The thing is, she’s scared to death. Her companion of 73 years is fading, and soon he’s going to be leaving. He’s abandoning her. I swear, sometimes the fear and confusion in her eyes makes her look like she’s 5 years old. It is heartbreaking, and very frightening because her refusal to acknowledge that she can’t make him better and stronger through the sheer force of her will could result in her pushing him beyond his limits, and maybe putting both of them in danger. If you’re the praying sort, this is where we need it most– please pray that God’s own peace will envelop and comfort her through all of these scary changes, and that her strong, strong faith will guide her to a place of acceptance. Pray that she can let him go.
My brother Matt, who lives here in Nashville, drove home to Arkansas today to help out for a few days. I think the hospital bed is being delivered today, so there’s sure to be a lot of rearranging of rooms and furniture moving going on.

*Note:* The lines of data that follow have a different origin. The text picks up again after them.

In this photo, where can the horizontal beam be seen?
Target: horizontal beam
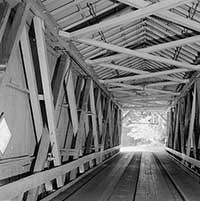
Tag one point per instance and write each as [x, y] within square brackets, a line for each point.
[184, 157]
[153, 48]
[126, 86]
[68, 46]
[151, 108]
[132, 16]
[137, 71]
[11, 190]
[175, 18]
[136, 77]
[134, 53]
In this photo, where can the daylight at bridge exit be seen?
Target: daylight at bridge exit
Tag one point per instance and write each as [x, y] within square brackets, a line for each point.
[99, 100]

I might tag-team him and head down when he comes back– we’re just figuring this out on a day to day basis. I’m sorry my posting has been so sparse, but this has all been unfolding kind of fast and furious this week. I have read each and every one of your sweet texts and emails and FB posts and tweets– thank you so much for your love and kindness towards my family, it means more than I can tell you. Gee, between Sarah’s brain tumor and my aging parents I’m kind of a big ol’ prayer hog lately, aren’t I?! Thank God for the power of prayer, but believe me– NOBODY is more ready to not have to ask for prayer than me!
I’ll update this tomorrow when I get more information. Love you guys.